Bloggeurs et radio communautaire reprochent aux journalistes de “maltraiter” la banlieue en la caricaturant. Faux, répondent les professionnels de l’information: malgré quelques accrocs, les quartiers sont aujourd’hui “un terrain d’investigation comme un autre”.

“Pas grand chose n’a changé depuis 20 ans”, déplore Nasser Kettane, PDG de Beur FM: “la banlieue est encore vécue comme une espèce d’extra-territorialité”, “quand le journaliste y va, c’est comme s’il partait au Rwanda”.

“Fainéantise”, “passivité”, “méconnaissance”, tels furent les principaux reproches adressés aux journalistes, lors d’un débat sur les médias et la banlieue, organisé début septembre à la Cité nationale de l’histoire de l’Immigration.

Erwan Ruty, fondateur de Ressources Urbaines, explique d’ailleurs qu’il a créé son agence de presse en ligne parce “qu’un certain nombre de gens issus des quartiers constataient que les médias dominants les maltraitaient”.

“Pour se réformer, les médias doivent prendre conscience que la société évolue”, juge Nordine Nabili, ancien rédacteur en chef du Bondy Blog, aujourd’hui directeur de l’antenne de l’Ecole supérieure de journalisme de Lille (ESJ), inaugurée mercredi à Bondy (Seine-Saint-Denis).

“C’est vrai que nous avons, ici et là, traité le sujet de matière chaotique”, admet Hervé Brusini, rédacteur en chef du journal de 20H, sur France 2. Mais “contrairement à ce que l’on pourrait croire, ce n’est pas un sujet que l’on traite par-dessus la jambe”.

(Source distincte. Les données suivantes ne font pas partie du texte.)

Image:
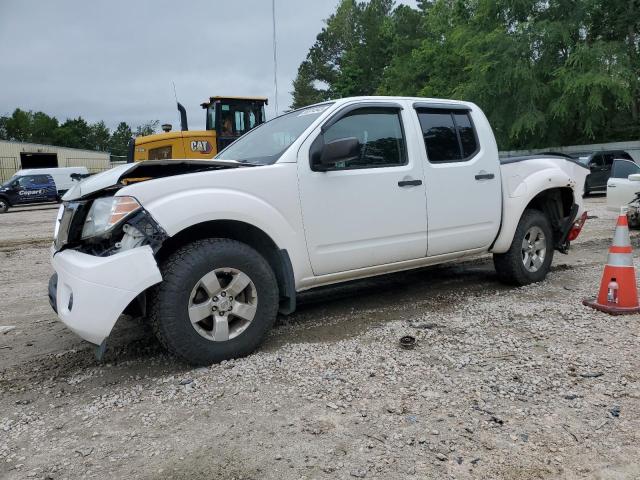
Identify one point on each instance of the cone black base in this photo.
(610, 309)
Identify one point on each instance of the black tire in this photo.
(169, 301)
(510, 265)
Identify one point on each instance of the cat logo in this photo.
(201, 146)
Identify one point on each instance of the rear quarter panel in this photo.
(523, 180)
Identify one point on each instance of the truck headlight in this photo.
(107, 212)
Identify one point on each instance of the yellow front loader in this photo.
(227, 118)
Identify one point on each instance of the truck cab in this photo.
(212, 250)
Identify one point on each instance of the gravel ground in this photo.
(504, 383)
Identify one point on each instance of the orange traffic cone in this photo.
(618, 292)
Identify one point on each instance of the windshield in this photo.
(266, 144)
(236, 117)
(8, 182)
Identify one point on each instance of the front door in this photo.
(464, 194)
(369, 209)
(26, 191)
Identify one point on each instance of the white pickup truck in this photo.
(211, 251)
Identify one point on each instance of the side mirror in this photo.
(340, 150)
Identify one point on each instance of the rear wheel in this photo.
(217, 301)
(529, 258)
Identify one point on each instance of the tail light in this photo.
(577, 227)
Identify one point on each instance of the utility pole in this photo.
(275, 54)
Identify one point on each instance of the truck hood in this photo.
(129, 173)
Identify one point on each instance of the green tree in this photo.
(18, 126)
(43, 128)
(73, 133)
(119, 141)
(545, 73)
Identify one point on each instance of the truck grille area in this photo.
(71, 223)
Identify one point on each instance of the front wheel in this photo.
(217, 300)
(529, 258)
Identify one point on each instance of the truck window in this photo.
(379, 132)
(624, 168)
(597, 160)
(25, 181)
(608, 160)
(449, 135)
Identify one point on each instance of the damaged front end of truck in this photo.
(104, 248)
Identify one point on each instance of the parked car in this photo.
(599, 163)
(38, 185)
(211, 251)
(623, 184)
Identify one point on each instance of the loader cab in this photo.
(232, 117)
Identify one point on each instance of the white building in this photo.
(18, 155)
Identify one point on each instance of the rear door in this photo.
(368, 210)
(597, 177)
(621, 190)
(464, 193)
(27, 190)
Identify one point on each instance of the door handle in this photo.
(409, 183)
(485, 176)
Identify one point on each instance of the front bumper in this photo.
(92, 292)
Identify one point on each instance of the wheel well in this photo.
(250, 235)
(556, 204)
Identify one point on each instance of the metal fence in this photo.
(8, 166)
(632, 148)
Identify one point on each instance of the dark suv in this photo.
(600, 165)
(26, 189)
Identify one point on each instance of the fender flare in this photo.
(518, 196)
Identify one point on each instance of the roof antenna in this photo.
(275, 54)
(184, 126)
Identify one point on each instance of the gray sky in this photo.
(114, 60)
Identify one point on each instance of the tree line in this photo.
(553, 72)
(38, 127)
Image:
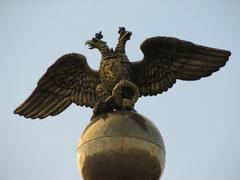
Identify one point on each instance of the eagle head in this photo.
(98, 43)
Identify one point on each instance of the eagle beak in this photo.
(90, 44)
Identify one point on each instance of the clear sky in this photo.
(199, 121)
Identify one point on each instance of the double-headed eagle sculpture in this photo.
(119, 83)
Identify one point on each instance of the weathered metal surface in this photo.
(166, 59)
(121, 145)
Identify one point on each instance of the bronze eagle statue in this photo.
(118, 83)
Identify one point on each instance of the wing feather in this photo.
(68, 80)
(167, 59)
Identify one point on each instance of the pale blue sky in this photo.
(199, 121)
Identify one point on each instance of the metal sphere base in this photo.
(121, 145)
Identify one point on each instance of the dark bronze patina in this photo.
(119, 82)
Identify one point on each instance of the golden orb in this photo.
(121, 145)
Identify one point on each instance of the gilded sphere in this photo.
(121, 145)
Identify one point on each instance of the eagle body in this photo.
(114, 69)
(118, 83)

En témoignent, selon lui, la sélection des équipes envoyées sur le terrain, le souci d’éviter “le cliché de la banlieue” et beaucoup d’efforts pour “banaliser” la représentation des .

“Nous sommes victimes d’une catégorie qui a été instaurée comme étant un problème de société (…) et qui a façonné les esprits, aussi bien des électeurs, des citoyens que des journalistes”, explique-t-il à l’AFP.

“Je pense qu’on sous-traite les banlieues plutôt qu’on les maltraite”, nuance également Luc Bronner, titulaire de la rubrique banlieue, créée au Monde après les émeutes de 2005, qui ont marqué le “début d’une évolution positive”, en la matière, selon lui.

“On a tendance à se focaliser sur les faits divers, que l’on transforme parfois en phénomènes de société, et à laisser de côté les problèmes structurels, les problème de fond”: l’urbanisme, la politique de la ville, regrette-t-il dans un entretien à l’AFP.

Inévitable, juge Edouard Zambeaux, producteur du magazine Périphéries sur France Inter : “les habitants des quartiers n’ont pas d’attachée de presse”. En outre, “la banlieue est sociologiquement assez lointaine d’une salle de rédaction”, dominée par les cadres blancs des centre-villes, dit-il.

Lui qui voit dans la banlieue “un terrain d’investigation comme un autre”, déplore que son “traitement médiatique s’opère selon un mouvement de balancier qui oscille entre +la banlieue, c’est dangereux+ et, pour se rattraper, +la banlieue c’est merveilleux”.

Pour autant, les journalistes ne veulent pas être les seuls à se remettre en question. “Il ne faut pas passer sous silence qu’il est parfois extrêmement difficile de réaliser des reportages en banlieue”, rappelle Hervé Brusini, citant les risques de vols et d’agressions.

“Il faut aussi que les jeunes de banlieue soient un peu moins conformes à la caricature qu’ils pensent que nous avons d’eux”, ajoute Edouard Zambeaux, car “en général le jeune de banlieue joue au jeune de banlieue”.